We estimated the period between infection by RVFV and the detectability of IgG antibodies to be 1 week, although with a wide 95% credible interval (0–4 weeks). We may have under-estimated this duration, since we considered that the week of infection was the week of symptoms onset (or, when missing, the week of RT-PCR confirmation) in reported cases. However, this under-estimation is probably <1 week, as much as RVFV incubation time2,7,8 and viremia31,32,33,34. Furthermore, our estimation is in line with the range of values reported by Ref. 2,7,23,24,25, giving weight to our results.

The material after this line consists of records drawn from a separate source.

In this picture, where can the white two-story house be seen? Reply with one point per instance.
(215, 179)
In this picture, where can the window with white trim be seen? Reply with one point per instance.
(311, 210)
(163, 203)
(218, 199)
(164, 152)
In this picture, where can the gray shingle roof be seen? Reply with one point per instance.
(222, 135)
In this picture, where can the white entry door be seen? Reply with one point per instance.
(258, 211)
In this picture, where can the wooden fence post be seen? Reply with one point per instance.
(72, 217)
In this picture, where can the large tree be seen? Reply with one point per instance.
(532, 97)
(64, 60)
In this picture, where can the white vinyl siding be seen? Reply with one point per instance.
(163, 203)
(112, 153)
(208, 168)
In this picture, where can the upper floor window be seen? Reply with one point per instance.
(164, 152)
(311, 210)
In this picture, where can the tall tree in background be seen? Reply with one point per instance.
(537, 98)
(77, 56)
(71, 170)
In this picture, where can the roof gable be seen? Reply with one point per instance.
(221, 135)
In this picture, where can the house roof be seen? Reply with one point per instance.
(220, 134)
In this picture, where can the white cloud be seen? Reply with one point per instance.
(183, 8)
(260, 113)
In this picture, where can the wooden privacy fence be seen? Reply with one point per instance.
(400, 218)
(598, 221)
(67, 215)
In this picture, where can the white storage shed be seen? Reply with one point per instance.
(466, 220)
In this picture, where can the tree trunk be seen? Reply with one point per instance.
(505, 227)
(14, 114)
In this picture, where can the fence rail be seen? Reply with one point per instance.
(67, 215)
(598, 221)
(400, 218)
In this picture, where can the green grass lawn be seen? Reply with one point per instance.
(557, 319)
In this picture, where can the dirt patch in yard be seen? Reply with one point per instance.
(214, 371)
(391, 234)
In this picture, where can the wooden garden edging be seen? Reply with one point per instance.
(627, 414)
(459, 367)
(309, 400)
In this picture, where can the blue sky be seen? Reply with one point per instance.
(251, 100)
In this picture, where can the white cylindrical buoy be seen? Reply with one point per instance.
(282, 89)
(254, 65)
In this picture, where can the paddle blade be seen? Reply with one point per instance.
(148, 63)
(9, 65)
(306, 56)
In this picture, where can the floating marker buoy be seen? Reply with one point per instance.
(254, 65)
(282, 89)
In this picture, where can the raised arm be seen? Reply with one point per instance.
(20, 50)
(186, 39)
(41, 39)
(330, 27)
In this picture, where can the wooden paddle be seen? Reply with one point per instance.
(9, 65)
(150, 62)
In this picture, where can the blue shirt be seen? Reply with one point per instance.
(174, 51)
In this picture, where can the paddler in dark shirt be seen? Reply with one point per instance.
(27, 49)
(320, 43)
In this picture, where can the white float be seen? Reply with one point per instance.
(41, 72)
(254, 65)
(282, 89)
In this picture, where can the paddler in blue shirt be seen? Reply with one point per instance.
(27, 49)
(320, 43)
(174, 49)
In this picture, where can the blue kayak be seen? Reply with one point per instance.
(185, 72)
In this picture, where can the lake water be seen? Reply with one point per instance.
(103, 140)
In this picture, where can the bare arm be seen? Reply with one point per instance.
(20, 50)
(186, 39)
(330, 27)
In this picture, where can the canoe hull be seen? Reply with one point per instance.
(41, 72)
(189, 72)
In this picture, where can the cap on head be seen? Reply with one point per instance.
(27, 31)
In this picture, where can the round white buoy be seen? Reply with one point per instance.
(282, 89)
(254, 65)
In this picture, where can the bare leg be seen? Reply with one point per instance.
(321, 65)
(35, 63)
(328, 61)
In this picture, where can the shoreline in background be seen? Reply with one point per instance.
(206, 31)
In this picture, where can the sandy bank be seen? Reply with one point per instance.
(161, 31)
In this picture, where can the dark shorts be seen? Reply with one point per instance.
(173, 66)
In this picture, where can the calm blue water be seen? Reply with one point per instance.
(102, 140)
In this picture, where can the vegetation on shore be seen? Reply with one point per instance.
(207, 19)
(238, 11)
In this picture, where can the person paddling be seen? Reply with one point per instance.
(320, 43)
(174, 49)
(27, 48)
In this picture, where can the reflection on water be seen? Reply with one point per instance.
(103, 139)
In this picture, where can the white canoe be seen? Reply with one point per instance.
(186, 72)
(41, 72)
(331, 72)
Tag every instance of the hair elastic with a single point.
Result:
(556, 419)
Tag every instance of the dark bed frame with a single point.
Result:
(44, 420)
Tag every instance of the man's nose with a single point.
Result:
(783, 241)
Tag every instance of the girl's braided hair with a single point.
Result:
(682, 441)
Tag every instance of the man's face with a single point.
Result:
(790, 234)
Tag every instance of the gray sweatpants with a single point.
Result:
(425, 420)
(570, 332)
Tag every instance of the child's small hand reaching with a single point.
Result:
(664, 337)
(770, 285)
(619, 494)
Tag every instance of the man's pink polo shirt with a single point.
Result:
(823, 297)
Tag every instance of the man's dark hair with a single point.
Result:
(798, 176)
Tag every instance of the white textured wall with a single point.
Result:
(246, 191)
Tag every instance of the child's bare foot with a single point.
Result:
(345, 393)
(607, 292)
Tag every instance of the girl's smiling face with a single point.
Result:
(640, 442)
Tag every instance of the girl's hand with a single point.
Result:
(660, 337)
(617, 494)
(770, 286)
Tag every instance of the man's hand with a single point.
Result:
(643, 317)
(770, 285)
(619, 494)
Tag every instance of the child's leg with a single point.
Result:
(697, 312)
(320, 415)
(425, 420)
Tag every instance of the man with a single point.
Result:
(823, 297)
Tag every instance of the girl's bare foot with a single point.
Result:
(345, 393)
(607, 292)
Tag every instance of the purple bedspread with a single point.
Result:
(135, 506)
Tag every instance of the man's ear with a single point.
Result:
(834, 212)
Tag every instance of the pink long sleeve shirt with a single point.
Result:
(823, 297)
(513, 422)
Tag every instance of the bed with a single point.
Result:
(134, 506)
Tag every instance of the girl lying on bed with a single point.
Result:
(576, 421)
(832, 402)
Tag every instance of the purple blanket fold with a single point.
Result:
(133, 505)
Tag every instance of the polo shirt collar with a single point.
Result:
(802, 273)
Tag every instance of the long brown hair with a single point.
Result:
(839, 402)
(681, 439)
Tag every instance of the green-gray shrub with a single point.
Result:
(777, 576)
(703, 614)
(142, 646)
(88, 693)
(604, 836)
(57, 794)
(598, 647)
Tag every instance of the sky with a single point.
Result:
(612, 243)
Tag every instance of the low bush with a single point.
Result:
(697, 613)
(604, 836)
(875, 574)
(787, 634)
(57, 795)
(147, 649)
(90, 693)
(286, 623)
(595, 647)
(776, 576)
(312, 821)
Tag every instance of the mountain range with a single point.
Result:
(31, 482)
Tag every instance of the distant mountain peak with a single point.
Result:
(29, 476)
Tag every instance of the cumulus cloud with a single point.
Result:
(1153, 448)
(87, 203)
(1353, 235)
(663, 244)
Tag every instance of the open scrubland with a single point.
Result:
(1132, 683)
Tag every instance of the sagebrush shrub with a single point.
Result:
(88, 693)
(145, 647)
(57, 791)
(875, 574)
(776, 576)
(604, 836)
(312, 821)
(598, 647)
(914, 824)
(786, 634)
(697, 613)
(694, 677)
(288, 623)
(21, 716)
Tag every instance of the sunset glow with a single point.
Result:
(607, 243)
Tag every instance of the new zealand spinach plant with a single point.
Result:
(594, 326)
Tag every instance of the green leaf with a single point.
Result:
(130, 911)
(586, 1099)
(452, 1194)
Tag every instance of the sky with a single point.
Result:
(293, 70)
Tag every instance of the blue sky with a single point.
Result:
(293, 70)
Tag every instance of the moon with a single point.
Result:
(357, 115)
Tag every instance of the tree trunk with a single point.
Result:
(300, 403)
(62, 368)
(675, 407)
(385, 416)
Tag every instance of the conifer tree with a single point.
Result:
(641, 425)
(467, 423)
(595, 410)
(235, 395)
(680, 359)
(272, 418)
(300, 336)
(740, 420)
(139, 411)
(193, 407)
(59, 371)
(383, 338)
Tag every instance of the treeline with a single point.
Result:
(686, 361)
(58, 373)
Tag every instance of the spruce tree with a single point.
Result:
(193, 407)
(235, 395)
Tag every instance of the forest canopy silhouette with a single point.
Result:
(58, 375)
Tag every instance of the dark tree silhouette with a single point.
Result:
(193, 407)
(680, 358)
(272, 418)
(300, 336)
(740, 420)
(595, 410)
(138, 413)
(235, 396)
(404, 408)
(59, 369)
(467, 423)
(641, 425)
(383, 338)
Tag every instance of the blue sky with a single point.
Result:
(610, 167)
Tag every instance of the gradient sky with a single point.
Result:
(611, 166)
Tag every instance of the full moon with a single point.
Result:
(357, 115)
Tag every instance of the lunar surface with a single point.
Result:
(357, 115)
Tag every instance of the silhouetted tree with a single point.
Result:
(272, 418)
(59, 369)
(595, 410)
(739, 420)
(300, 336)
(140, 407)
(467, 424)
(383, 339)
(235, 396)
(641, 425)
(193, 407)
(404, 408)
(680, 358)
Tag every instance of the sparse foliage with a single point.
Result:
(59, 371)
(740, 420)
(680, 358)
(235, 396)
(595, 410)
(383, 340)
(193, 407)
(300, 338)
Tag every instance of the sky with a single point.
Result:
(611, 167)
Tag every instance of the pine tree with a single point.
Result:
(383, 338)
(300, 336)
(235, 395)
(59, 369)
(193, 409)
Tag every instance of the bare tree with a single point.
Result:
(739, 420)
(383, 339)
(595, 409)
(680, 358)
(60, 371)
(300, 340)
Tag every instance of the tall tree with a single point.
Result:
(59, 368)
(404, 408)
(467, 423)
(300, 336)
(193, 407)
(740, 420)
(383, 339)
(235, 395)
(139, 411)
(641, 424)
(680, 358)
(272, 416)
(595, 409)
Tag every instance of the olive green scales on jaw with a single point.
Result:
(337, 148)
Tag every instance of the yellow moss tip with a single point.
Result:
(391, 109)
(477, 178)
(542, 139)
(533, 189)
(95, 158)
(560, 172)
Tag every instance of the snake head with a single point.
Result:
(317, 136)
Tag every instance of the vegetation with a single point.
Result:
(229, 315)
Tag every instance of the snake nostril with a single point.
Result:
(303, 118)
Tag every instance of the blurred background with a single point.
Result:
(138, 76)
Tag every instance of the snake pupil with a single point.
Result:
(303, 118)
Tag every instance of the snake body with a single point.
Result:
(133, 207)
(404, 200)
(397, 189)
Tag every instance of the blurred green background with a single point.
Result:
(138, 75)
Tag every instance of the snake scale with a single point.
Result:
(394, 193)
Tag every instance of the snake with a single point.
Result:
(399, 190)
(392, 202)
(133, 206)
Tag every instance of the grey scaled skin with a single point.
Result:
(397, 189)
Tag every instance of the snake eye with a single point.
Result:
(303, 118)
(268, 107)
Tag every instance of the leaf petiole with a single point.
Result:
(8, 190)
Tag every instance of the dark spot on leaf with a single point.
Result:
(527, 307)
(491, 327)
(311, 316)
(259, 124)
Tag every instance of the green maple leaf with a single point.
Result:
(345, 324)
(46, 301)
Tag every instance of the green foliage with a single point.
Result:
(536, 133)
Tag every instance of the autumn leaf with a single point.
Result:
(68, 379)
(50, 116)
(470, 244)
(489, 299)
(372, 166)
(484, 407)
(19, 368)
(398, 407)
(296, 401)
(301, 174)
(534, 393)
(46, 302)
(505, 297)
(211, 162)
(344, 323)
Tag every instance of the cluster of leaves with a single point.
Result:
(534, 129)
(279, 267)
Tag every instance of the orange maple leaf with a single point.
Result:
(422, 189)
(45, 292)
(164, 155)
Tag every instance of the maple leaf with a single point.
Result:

This study has some limitations. First, some variables such as the age, gender, place of birth or occupational contacts with livestock were not accounted for in the analysis. The reason is some of these data were not collected as part of the cases reporting (for the place of birth) or serology survey (for the occupational contacts with livestock) datasets. Moreover, in a previous survey led in Mayotte in 201115, RVFV seroprevalence was not significantly associated with the age (after 15 years old) and gender.

Second, our modelling study did not include animal data. Indeed, rather than mechanistically simulating RVFV spill-over from animals to humans as in16, our objective was to combine two independent sources of data to assess the extent of 2018–2019 RVF outbreak in humans. Consequently, our model did not explore the mechanisms that led to a decreased number of human cases. Yet, a previous publication16 showed the epidemic fade out very likely resulted from the depletion of susceptible animals by natural infection, thus reducing the spill-over to humans. In the future, our results will be useful to parameterize such mechanistic models.

Third, we assumed that the reporting fraction was constant over time, although it might have varied throughout the course of the outbreak. However, the testing of all patients with dengue-like symptoms and negative to other infections (described above) has been implemented since 2008, and it is reasonable to suppose that the surveillance system had a steady capacity to detect RVF cases who sought medical care.

Fourth, we made the assumption that the IgG detection technique in serum had a sensitivity and a specificity of 1. If the sensitivity was <1 and the specificity was unchanged, the estimated outbreak’s attack rate would be higher, and therefore the reporting fraction would be lower. On the other hand, the specificity of 1 is justified by the fact no other phlebovirus is known to circulate in this geographical area, preventing serological cross-reactivity with other viruses.

To conclude, combining incidence and seroprevalence data into a model, we estimated pre- and post-outbreak seroprevalence levels and reconstructed the true attack rate. This allowed us to provide the first estimate of RVF case reporting fraction during an epidemic, a key epidemiological parameter40 which has rarely been assessed for other important infectious diseases41,42,43.